In de republiek was het gebruikelijk dat een wetsvoorstel van één van de magistraten eerst door de senaat werd goedgekeurd en nadien aan de volksvergadering werd voorgelegd. In de loop van het Principaat kwam het echter steeds vaker voor dat de senaatsbesluiten (senatus consulta) niet meer naar de volksvergadering gingen, maar onmiddellijk kracht van wet kregen. In de praktijk kwamen de voorstellen trouwens bijna altijd van de keizer en gezien zijn grote invloed kwam het nooit voor dat de senaat zich niet in hoofdlijnen aan het voorstel conformeerde.
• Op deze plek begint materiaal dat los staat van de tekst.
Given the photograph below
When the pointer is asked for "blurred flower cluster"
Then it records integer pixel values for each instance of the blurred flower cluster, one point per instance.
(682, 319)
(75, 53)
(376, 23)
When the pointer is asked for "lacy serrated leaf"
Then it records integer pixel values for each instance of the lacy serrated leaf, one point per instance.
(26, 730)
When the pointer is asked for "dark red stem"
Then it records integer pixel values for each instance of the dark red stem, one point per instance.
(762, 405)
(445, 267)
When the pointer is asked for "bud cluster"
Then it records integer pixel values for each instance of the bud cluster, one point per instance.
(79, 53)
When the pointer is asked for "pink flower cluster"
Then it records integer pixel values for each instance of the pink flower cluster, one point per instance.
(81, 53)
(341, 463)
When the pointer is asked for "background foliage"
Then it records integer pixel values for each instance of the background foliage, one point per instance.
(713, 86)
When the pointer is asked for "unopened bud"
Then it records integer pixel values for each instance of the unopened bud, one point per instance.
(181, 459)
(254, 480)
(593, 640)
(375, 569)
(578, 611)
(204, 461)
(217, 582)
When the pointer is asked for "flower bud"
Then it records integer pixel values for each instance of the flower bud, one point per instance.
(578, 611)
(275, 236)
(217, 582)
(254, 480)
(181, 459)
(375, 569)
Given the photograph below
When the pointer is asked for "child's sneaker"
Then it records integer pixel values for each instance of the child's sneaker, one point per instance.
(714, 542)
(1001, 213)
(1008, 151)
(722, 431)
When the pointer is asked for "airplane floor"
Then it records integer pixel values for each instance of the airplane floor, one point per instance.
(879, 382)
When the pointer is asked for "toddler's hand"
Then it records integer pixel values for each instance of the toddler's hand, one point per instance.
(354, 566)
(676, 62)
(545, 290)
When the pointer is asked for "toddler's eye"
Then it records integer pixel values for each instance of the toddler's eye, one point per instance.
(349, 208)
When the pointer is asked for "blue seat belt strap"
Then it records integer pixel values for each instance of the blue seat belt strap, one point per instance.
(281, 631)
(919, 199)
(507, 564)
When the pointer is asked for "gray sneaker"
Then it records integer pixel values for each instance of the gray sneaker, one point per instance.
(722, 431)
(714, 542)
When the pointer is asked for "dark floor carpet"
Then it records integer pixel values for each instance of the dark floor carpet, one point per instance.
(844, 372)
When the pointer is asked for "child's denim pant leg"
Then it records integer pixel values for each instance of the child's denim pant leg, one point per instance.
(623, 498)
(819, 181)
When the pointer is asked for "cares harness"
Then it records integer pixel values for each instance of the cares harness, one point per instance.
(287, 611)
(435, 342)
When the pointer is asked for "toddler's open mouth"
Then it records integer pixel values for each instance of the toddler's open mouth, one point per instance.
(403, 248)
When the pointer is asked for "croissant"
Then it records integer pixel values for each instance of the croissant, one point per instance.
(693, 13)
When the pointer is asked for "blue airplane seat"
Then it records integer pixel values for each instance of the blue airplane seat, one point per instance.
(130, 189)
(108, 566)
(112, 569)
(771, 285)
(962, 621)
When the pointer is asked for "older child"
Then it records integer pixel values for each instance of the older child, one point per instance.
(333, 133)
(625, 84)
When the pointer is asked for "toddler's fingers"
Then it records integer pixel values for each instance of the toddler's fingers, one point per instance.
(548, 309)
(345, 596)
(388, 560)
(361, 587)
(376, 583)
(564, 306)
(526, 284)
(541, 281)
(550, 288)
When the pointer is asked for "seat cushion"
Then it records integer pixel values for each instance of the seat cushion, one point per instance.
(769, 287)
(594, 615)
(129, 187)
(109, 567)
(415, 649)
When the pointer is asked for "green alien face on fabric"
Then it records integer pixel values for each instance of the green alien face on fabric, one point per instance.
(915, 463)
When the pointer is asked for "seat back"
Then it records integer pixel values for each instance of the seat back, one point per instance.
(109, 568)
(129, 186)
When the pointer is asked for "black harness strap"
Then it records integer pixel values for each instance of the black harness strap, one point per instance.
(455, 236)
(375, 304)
De keizer kon ook zelf rechtstreeks wetten creëren. Zijn algemene bekendmakingen (edicta), zijn instructies aan ambtenaren (mandata), zijn vonnissen (decreta) hadden in de praktijk kracht van wet. Deze regels heeft men in de bronnen aangeduid als de constitutiones van een bepaalde keizer. Zo zorgde de constitutio Antoniniana er in 212 voor dat keizer Caracalla alle vrije inwoners van het rijk Romeins burgerrecht verschafte.